The saying that freelancing is a feast-fast cycle is true for my career, and I have been feasting since the year began, rewarding and intense work that has distracted me from the meltdown of democracy and covered the erasure of my husband’s work on behalf of LGBTQ+ youth. Which is to say, we doing fine, but grateful for a few months when there’s nothing much to eat in yards and fields around us, or at least nothing that I’m curious to taste.
As the flowers have been trumpeting, however, Portland has emerged from late-winter dormancy. While we wait for the lettuces and radishes in our garden beds to grow big enough to harvest, I’ve been contenting myself with tiny spring flowers. I’ve slowly stripped our rosemary bushes of their blue blooms, enjoying their gently resinous flavor. We have a wasabi plant that thrives, improbably, in a shady spot of the yard, and based on some blog post Christian read we tried crostini topped with wasabi flowers, but the flavors of the cheese and toast eclipsed all but the flowers’ final bite. They’re better on their own. In fact, there are none left.

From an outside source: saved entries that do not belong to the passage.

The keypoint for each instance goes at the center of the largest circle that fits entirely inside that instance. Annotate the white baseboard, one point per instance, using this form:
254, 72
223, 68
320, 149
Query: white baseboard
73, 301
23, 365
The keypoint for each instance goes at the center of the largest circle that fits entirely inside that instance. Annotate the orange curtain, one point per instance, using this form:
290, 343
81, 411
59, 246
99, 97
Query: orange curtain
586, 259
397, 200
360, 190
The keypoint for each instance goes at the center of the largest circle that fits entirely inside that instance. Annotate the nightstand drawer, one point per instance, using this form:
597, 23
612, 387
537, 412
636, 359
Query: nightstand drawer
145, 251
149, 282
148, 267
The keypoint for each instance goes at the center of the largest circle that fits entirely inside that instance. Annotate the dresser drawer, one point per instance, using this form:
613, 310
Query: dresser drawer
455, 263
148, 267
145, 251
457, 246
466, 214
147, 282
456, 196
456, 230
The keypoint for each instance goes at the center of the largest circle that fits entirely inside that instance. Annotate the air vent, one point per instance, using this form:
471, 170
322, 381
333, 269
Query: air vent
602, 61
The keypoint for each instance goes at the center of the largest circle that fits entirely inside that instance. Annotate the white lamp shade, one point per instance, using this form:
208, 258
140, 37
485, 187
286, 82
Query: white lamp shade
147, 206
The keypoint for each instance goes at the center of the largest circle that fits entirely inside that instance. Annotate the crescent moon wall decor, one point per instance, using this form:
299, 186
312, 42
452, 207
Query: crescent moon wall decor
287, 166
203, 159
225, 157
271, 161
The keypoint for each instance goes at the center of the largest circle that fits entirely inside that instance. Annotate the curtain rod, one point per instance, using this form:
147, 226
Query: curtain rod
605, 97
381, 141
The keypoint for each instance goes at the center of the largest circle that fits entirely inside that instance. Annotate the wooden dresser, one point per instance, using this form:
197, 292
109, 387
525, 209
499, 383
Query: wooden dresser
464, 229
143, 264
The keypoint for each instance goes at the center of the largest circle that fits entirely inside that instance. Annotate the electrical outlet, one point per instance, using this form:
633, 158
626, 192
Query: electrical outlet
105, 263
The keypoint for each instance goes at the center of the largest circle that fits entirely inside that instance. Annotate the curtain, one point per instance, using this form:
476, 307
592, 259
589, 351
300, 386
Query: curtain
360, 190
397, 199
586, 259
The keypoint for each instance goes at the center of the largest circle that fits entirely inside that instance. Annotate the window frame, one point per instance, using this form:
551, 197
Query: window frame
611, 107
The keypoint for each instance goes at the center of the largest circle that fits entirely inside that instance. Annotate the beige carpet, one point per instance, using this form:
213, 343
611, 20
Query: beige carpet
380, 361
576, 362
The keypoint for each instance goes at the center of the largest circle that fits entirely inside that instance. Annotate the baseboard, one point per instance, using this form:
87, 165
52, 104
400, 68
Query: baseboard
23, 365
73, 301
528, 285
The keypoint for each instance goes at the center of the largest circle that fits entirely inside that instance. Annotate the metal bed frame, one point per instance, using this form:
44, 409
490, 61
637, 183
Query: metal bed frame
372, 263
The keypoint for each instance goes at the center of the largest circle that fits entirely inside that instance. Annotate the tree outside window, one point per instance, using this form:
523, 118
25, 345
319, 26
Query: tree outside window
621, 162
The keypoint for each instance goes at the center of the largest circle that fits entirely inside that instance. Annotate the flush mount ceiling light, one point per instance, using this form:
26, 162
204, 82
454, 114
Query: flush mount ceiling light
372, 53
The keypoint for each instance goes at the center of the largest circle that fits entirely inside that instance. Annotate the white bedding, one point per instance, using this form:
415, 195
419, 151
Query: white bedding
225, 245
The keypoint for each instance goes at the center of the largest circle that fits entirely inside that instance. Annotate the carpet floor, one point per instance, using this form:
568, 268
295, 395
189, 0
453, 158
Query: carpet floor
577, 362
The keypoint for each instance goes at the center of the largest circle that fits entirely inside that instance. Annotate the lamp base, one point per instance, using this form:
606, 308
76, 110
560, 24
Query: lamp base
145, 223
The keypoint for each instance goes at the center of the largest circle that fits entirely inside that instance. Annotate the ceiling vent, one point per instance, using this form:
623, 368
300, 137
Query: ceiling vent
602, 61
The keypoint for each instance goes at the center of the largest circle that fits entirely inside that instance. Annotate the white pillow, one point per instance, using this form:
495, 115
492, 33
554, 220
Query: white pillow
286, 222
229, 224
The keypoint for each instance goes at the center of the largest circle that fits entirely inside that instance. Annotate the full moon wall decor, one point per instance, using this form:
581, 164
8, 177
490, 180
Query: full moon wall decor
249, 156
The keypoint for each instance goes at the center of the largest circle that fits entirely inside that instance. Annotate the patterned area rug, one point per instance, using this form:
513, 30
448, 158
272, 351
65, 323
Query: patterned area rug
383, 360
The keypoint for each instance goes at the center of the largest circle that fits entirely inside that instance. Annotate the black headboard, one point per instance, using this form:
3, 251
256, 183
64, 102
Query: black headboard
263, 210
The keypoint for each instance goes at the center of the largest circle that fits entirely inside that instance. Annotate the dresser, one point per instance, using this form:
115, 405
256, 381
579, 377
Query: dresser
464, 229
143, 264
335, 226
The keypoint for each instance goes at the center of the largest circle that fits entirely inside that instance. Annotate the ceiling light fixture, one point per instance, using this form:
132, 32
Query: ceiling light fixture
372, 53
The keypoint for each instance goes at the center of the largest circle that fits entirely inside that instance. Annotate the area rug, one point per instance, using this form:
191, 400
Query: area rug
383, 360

If you live in Portland, I’m sorry to report that we have all missed out on frittering Big Leaf Maple flower clusters again this year. But the last, and frilliest, of the ornamental cherry trees have just erupted in Barbie-pink poofs—enough to pickle a pint without destroying the effect. Same with magnolias. And if you’ve been curious about making honey from dandelion flowers, now’s your moment. I could even suggest a few yards on our block.
At our house, the purple flowers of the invasive dog violets in our backyard are just starting to show up. The violets have no perfume, but they look awesome in salad. They say “look, I’m eating weeds,” but you don’t have pretend to enjoy them like you do chickweed or purple dead nettle. (I’ve learned that any forager who tries to sell you on a weed by gushing, “This makes the best pesto!” is desperate to hide its natural taste.)
This is a placeholder note of sorts, a note to tell you that the draft of my January essay on my yard vermouth is still sitting on my desktop, even though I’ve polished off two bottles. The to-do list is still long, and 2025 brings a new chance to get another half-dozen recipes right. What you don’t think through when you start a newsletter about urban foraging, gleaning, and turning your yard into an edible meadow is that you have a tiny window of time each year to test out your little culinary projects. When the results suck, you wait 12 months for that window to open again.
So I’m tracking the progress of a few leaf buds, as well as a couple of weeds rumored to taste good without garlic and Parmesan. Our cold frame is packed with seedlings, and I’m spending hours on the couch, letting my brain go slack after the day, reading shitty mysteries instead of the shitty news. In a media cycle that moves at a second-by-second pace, when the social platforms I’ve fed content to for years look ever more nefarious, dormancy doesn’t feel like such a bad state.
Ahhh- that’s exactly what I’ve always felt about the “pesto” approach but couldn’t put into words!
Beautiful! I love the rhythm of your garden & life, & how you’re listening to what they’re calling for.